Alongside villagisation and the war in the forest, tens of thousands of Kenyan men and women were detained for alleged Mau Mau support. While this began from 1952, numbers of detainees escalated with ‘Operation Anvil’. Nairobi was emptied of Gikuyu, Embu and Meru who were all systematically ‘screened’ (interrogated) and tens of thousands sent into detention.
For the next few years these men and women were passed around a network of dozens of detention camps in which torture, forced labour and isolation were regular occurrences. Those deemed ‘irreconcilable’ were exiled to far-flung corners of the colony, for example at Hola. There, eleven detainees were beaten to death in March 1959; a scandal that played a key role in ending the emergency and pushing Kenya towards eventual independence.
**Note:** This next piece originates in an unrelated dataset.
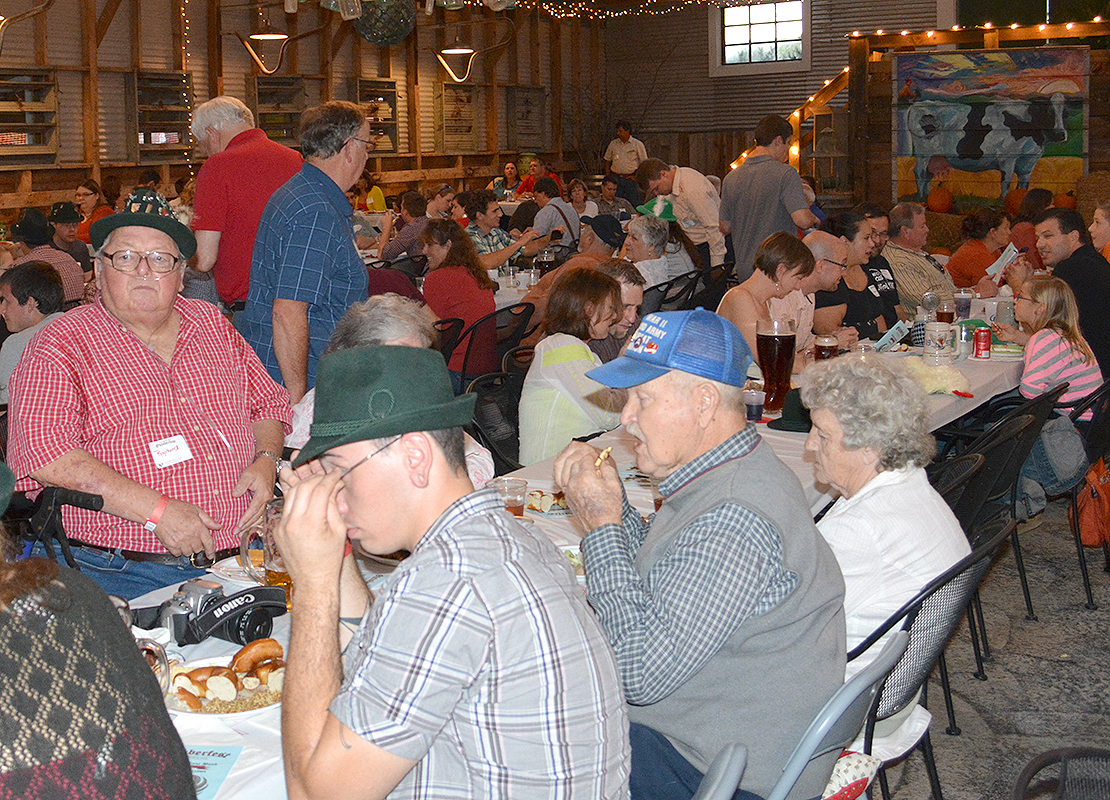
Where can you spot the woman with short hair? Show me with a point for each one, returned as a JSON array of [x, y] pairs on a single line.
[[558, 402], [890, 532], [856, 301], [781, 262], [457, 286], [90, 202], [986, 233]]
During his time as a detainee at Karatina Works Camp in Kenya, Simon Peter Ngatia Macheria (also known as 'Lieutenant General Dr Russia'), wrote letters, dated September 1956, concerning his treatment by the camp authorities.
Read the letters on IWM Collections Online.
To ‘rehabilitate’ the tens of thousands of detainees in the camps the Emergency was extended into 1960. By that time much of Africa was on the way to independence and a non-Gikuyu generation of anti-colonial leaders in Kenya had emerged.
While the numbers remain unclear, it is clear that tens of thousands of Kenyans lost their lives during the Emergency. Many of there were civilians and children who suffered in the villages. Within a few years the remaining Mau Mau detainees had been released after political pressure, including in Britain. Kenya itself would become independent in 1963, under the Presidency of Jomo Kenyatta, the KAU leader who had been accused of leading Mau Mau. Most Mau Mau felt they were not rewarded for their struggle for independence, as Kenyatta preached a doctrine of ‘forgetting the past’. Many loyalists remained in powerful positions in government.
Only in recent years this has begun to change, for example with the 2011 court case by former Mau Mau detainees in the British courts, alleging torture. This led to the British paying compensation and a formal apology by the then-Foreign Secretary, William Hague.